(c) 2011 Joan M. Newcomb
I think there's a quote by Nelson Mandela, who spent most of his adult life imprisoned in South Africa, that you are only as free as your mind.
You can be under enormous physical restrictions, but you as Spirit are always free.
This morning, someone on Facebook who lives in Israel, posted a link for 25 ways to tie a scarf.* I was giving myself some down time. It led me to looking for boots and then discovering an older post on a protest at the White House next weekend. I'm currently 10 miles from the White House! I could go there in my fashionably tied scarf and my yet-to-be-purchased boots!
Except that I couldn't leave my mother unattended for that amount of time. She'll go scampering around her kitchen without her walker, fall and break her hip, and we'll end up back in the hospital, this time with something operable on top of recovering from radiation treatment for lung cancer. Shoot me now.
This reminds me of when I was a new mother at 27. I was used to dogs, but having a small person dependent on me was a tough adjustment. Many times I wished I could have left the baby on the kitchen floor on newspaper with a bowl of water.
But as many people know, new motherhood is more than the lack of sleep and dirty diapers. Elder care is, too. There's a deeper, spiritual experience going on, whether you're ushering in a new life and helping that Being inhabit a new body and incorporate into the physical, or ushering them our as they're slowly (or quickly) dis-incorporating.
I'm only as free as my thoughts. Maybe I *can* leave my mother for a few hours on Sunday and she'll be okay. Or maybe being in LaFayette Square isn't as important as looking through family photos that afternoon.
Whatever your restrictions are, they don't define you.

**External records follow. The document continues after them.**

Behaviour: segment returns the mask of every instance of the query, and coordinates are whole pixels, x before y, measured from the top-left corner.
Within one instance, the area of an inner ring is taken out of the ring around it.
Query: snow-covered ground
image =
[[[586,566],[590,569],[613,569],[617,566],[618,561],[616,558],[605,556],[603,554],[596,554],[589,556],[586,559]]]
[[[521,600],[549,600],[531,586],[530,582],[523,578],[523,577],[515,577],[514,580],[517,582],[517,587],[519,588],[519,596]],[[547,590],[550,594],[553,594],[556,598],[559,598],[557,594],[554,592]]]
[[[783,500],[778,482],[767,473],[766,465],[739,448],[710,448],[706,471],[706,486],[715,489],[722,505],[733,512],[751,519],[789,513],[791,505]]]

If you're unemployed, if you'rer divorcing, if you're grieving, that isn't who You are, it's the rich and juicy experience you're going through.
No matter how small or constricted you feel you are, you are always INFINITE. --I just wrote that sentence while sitting at Starbucks on Connecticut Ave. in the District, and a little toddler in bright pink stopped slurping her apple juice and stared intently at me. Yup. INFINITE.

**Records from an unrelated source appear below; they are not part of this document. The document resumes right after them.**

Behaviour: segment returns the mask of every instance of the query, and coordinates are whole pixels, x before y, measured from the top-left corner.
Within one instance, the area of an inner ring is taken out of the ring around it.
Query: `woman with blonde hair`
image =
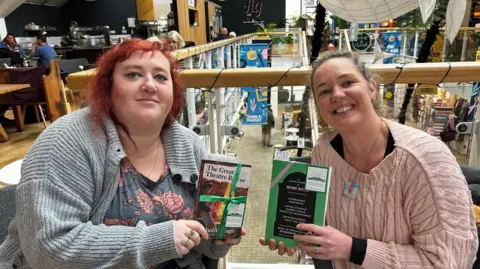
[[[177,31],[170,31],[167,38],[172,50],[181,49],[185,46],[183,37]]]
[[[472,268],[472,198],[445,144],[381,118],[377,83],[352,53],[320,57],[311,82],[321,118],[335,129],[318,139],[312,163],[332,174],[326,225],[298,224],[297,247],[334,268]]]

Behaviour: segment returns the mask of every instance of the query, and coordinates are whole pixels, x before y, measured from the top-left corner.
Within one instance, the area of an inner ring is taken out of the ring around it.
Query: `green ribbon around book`
[[[230,211],[230,207],[232,204],[239,205],[245,204],[247,202],[247,196],[238,196],[232,197],[235,188],[237,186],[237,182],[240,178],[240,170],[242,169],[242,164],[237,164],[237,168],[235,169],[235,173],[233,174],[232,178],[232,186],[230,187],[230,193],[228,197],[221,197],[216,195],[200,195],[200,202],[207,202],[207,203],[215,203],[215,202],[224,202],[225,203],[225,210],[223,210],[222,221],[220,222],[220,227],[217,230],[217,239],[223,239],[223,234],[225,232],[225,225],[227,224],[227,216],[228,211]]]

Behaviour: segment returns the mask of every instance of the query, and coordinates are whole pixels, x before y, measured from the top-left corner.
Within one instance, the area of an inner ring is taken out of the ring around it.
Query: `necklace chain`
[[[378,138],[380,138],[380,134],[382,133],[382,131],[383,131],[383,120],[380,120],[380,131],[378,132],[377,138],[375,138],[375,142],[373,143],[372,147],[370,148],[370,152],[368,153],[368,156],[367,156],[367,163],[366,163],[367,169],[369,168],[369,164],[370,164],[370,155],[372,155],[373,149],[377,145]],[[350,154],[350,150],[348,149],[345,141],[343,141],[343,147],[345,148],[345,153]],[[345,157],[345,161],[348,163],[349,160],[347,160],[347,154],[344,154],[344,157]],[[348,158],[348,159],[350,159],[350,158]]]
[[[157,167],[157,158],[158,158],[158,148],[159,148],[159,144],[160,144],[160,138],[157,139],[157,151],[155,153],[155,163],[153,164],[153,168],[152,168],[152,171],[150,171],[150,173],[148,173],[147,177],[150,178],[150,175],[153,173],[153,171],[155,171],[155,167]]]

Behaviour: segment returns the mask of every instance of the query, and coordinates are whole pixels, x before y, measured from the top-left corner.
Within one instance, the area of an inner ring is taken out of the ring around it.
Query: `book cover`
[[[304,234],[299,223],[325,224],[331,168],[300,162],[273,161],[265,239],[296,245],[293,236]]]
[[[240,237],[251,175],[247,164],[202,160],[195,219],[209,239]]]

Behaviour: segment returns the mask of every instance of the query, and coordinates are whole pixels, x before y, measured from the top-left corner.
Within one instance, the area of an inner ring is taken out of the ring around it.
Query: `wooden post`
[[[23,119],[23,112],[21,105],[13,105],[13,115],[15,116],[15,125],[17,127],[18,132],[23,132],[25,130],[24,119]]]
[[[3,129],[3,126],[0,123],[0,142],[6,142],[8,139],[7,132],[5,132],[5,129]]]

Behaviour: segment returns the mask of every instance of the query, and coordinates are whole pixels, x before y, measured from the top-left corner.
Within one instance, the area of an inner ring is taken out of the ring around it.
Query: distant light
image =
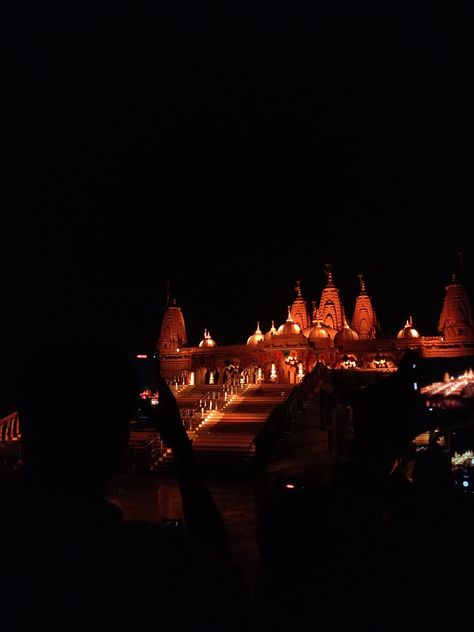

When you remember You are Infinite, then you no longer struggle against you're restrictions, since You created them. Nothing is happening to you. "They" aren't doing it deliberately... although it is deliberately happening insomuch as you've popped it into your reality.
Your freedom is how to react or respond. You're freedom is your inner repose.
Many years ago, going through my divorce, I stood on a beach and intensely grieved the loss of my house and land, where I'd given birth to my children and buried my pets. I'd felt like I was a Steward of the land, I'd grown a co-creative garden with Nature there. Instantly I flashed on the realization that I'm a Steward of the whole *world*, every tree and park is Mine.
I'd lost my property and gained the world.
What restrictions are you bumping up against? What impositions are you resisting?
This week, turn it around and turn within. The conflict out there isn't Real. Those that seem so powerful are actually powerless. As Essence you are creating it all.
Give yourself moments, mental mini-breaks. There is infinite freedom in a moment staring out the window or enjoying sunlight filtered through autumn leaves.
Try this, whenever you think of it, for this week. And see what happens!
*BTW, nothing is ever what it seems on the surface. After watching the scarf-tying video this morning, I looked at a 'tutorial' given, and imagined that Wendy was raised by people who recognized her specialness, she reflected such joy and ease in her videos. Nothing was further than the truth - Wendy was a foster-care kid, carrying her belongings in a plastic bag and fearing she'd be homeless on leaving the system when she reached 18. Freedom comes out of restriction, too.
1 comment:
I remember when I was young and all the dreams that seemed so real to me. Now that I am older my choices in life seem imaginary and fleeting. Though it all I believed that I had a choice. Let's hope I chose well!